My name is Gabi Cox and I am a 21 year old fashion student and intern. To look at, you would think I was a completely normal girl in her 20s, but when I was 16 I was diagnosed with Crohn’s Disease, a life long bowel disease.
Since my diagnosis I have battled for six years with hospitals, awful treatment and being very poorly indeed. In the past year I have had two hospitalisations and four weeks ago I had my first surgery. Despite all the doctors best efforts I had to have an ileostomy, leaving me with a stoma (called Margaret) and a bag.

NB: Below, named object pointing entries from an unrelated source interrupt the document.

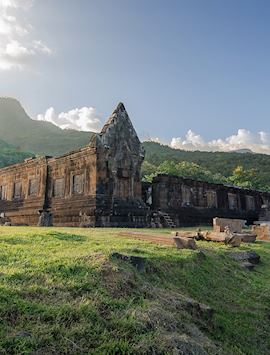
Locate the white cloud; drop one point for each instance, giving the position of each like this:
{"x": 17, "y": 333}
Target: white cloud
{"x": 17, "y": 47}
{"x": 243, "y": 139}
{"x": 80, "y": 119}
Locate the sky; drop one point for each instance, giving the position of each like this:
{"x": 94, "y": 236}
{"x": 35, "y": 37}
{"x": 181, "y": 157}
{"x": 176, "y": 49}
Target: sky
{"x": 194, "y": 74}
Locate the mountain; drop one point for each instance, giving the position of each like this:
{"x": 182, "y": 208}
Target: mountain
{"x": 243, "y": 151}
{"x": 44, "y": 138}
{"x": 216, "y": 162}
{"x": 11, "y": 155}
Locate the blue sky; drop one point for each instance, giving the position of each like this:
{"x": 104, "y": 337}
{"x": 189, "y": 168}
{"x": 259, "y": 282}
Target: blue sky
{"x": 179, "y": 66}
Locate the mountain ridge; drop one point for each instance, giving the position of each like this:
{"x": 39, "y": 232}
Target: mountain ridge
{"x": 43, "y": 138}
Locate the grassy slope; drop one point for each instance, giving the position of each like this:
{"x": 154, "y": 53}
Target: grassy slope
{"x": 63, "y": 288}
{"x": 44, "y": 138}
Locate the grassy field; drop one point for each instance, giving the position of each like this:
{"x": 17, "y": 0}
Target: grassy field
{"x": 62, "y": 292}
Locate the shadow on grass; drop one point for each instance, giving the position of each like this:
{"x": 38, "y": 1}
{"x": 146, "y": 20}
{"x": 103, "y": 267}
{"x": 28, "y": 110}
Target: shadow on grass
{"x": 67, "y": 236}
{"x": 15, "y": 240}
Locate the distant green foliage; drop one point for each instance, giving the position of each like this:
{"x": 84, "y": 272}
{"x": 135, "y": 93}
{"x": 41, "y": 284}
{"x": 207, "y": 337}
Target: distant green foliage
{"x": 184, "y": 169}
{"x": 10, "y": 155}
{"x": 247, "y": 170}
{"x": 44, "y": 138}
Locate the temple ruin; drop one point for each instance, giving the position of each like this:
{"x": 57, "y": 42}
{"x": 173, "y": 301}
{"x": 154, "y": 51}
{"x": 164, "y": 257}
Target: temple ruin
{"x": 100, "y": 185}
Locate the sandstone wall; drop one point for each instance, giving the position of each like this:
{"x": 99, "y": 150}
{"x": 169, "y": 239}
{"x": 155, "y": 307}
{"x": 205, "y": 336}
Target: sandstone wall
{"x": 22, "y": 191}
{"x": 71, "y": 188}
{"x": 195, "y": 202}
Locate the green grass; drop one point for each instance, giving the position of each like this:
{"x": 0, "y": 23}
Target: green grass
{"x": 61, "y": 292}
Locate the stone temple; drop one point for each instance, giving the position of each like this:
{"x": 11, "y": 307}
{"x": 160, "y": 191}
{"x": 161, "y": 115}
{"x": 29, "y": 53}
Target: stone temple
{"x": 100, "y": 186}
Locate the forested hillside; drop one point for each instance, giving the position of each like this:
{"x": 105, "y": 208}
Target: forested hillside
{"x": 242, "y": 169}
{"x": 20, "y": 137}
{"x": 44, "y": 138}
{"x": 10, "y": 155}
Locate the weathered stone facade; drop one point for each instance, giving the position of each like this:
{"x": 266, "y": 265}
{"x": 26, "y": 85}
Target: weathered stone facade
{"x": 190, "y": 202}
{"x": 98, "y": 185}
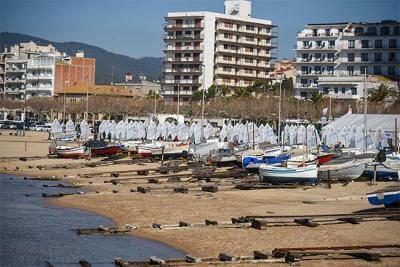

All of this has been happening alongside my life in the fashion industry. I am now about to enter in to the final year of my dream degree and I try to complete as many internships as I can. These internships are exhausting for the average student but having Crohn’s means I suffer more than normal. Despite this I do not let the disease stop me and throw myself in to any placement I can get. I have continued interning whilst being extremely unwell and have only stopped interning when I was home bound by the disease. I have always been very upfront to my placements about my disease, and I have never had any negativity. People are so kind and understanding when they find out, especially if you are still working hard and don’t let it get you down. Over time I have learnt what I can realistically cope with and although I push myself to the limit I now know when to stop. Now that I have Margaret and a bag, I should have an element of security. Once the recovery process is over I will be largely symptom-free and be able to live a normal life again. For me this means completing many more internships, which I have already booked, as well as graduating. To many Crohn’s Disease and Margaret would seem like a huge disadvantage but I prefer to look at things differently. I am much more determined and have an extremely strong work ethic as a result of the disease; I know I have to go the extra mile and put in the extra effort to achieve my goals. This attitude has meant I have been able to complete placements at some of the top fashion magazines in the world.
Since being unwell and stuck in bed I have not slowed my momentum to achieve, I have scheduled future placements and have set up my own blog. My blog, The Gift of the Gab, documents my journey with the disease, including surgery, as well as my life as an intern. My blog has only been live for 7 weeks but already has nearly over 27,000 views – it has been shared by the likes of Lord Alan Sugar, Elle’s Editor in Chief, Lorraine Candy and The Telegraph’s Fashion Director, Hilary Alexander. I approach the disease with honesty but also with humour and light heartedness. I want my blog to raise awareness for the disease and to banish the stigma attached to IBD and ostomies. I want people to talk about it and show that despite it all one can still live a normal life and be successful.